A pesar de lo que nos pueda sugerir el imaginario bucólico, los bosques son lugares peligrosos. En las horas nocturnas, la oscuridad se hace ingobernable y, junto con el sentido de la orientación, las normas morales tienden a escabullirse tras los troncos de los árboles. Es este entorno, sombrío y lúgubre, el que ha elegido Claus Guth para narrar, no la vida disoluta de Don Giovanni, sino sus horas finales. Es un entorno propenso a generar encuentros desdichados, un lugar en el que las alucinaciones se dan la mano con estertores de una libertad relegada al papel de figurante. La propuesta escénica abunda en la construcción de un Don Juan derrotado desde la obertura, víctima más que verdugo, con el que se empatiza por misericordia y no por atractivo ni carisma.
Guth siempre nos sorprende con sus miradas sobre obras ya mil veces vistas: novedosas, meditadas y siempre orientadas a explorar el conflicto psíquico. Es imposible olvidar su extraordinaria Rodelinda o su decadente Parsifal en este mismo escenario o su evocadora Clemenza de Glyndebourne; en todas ellas la acción gravita en torno a las tensiones internas de uno de sus personajes. Si esta producción no acaba de situarse a su mismo nivel, no es tanto por el planteamiento, sino por su desarrollo. La monotonía preside la acción, el escenario giratorio parece ofrecer una y otra vez las mismas coníferas, los encuentros de los personajes se repiten sin aparente hilo conductor y, finalmente, uno abandona la sala sin recordar ninguna de esas impactantes escenas visuales que un buen trabajo debe producir. En esta ocasión, la plástica no alcanza lo conceptual.

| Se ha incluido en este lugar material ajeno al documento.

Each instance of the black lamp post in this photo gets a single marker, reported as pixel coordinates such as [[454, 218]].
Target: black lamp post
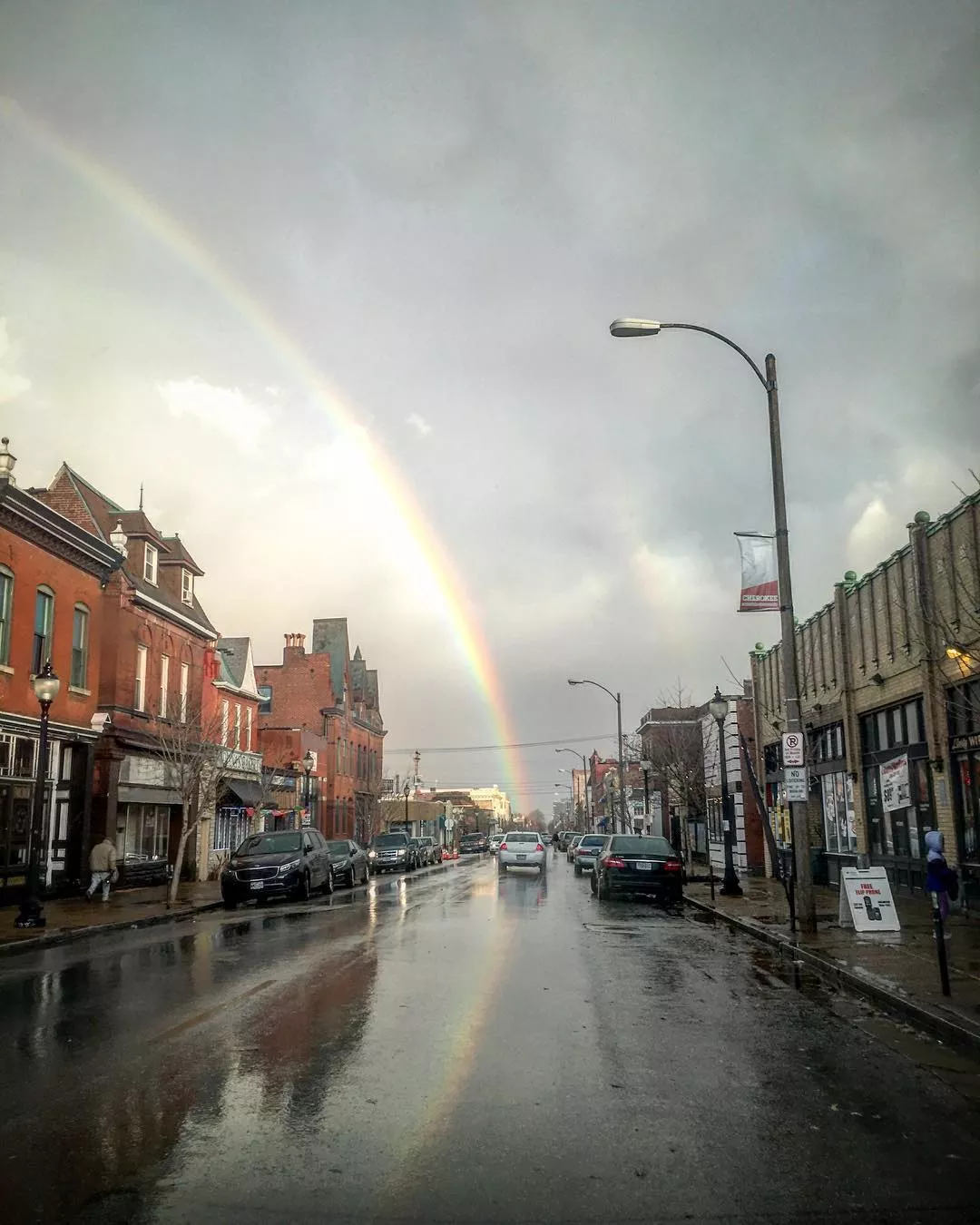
[[309, 761], [730, 886], [32, 912]]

En el aspecto musical, es esta una representación que se puede disfrutar si se está dispuesto a hacer una renuncia de antemano. Hay que olvidarse de esa concepción de la música de Mozart como la búsqueda definitiva de equilibrio, de mesura, de alcanzar lo sublime a través de la línea melódica, y entregarse a un reparto con una manera de cantar de calidad, aunque dominada por otras coordenadas interpretativas.
El protagonista, Christopher Maltman, que estrenó en Salzburgo esta misma producción, conoce al dedillo un papel que ha hecho suyo en innumerables ocasiones. El canto está cimentado en la sabiduría más que en la excelencia técnica. A pesar de las acrobacias trepadoras a las que se le sometió, su presencia escénica resultó extrañamente limitada, excepto en momentos como su “Deh! Vieni alla finestra”, pura exhibición de caricia vocal y sensibilidad. A su camarada Schrott se le ve en su salsa como un Leporello pasado de rosca, ebrio y desenfrenado; unos principios desde los que el uruguayo parece construir muchos de sus papeles. La emisión es potente y atractiva, y su lenguaje corporal suficientemente pujante como para robar el protagonismo a cualquiera. Su “Catálogo”, magnífico, mantuvo el justo equilibrio entre comicidad y buen canto.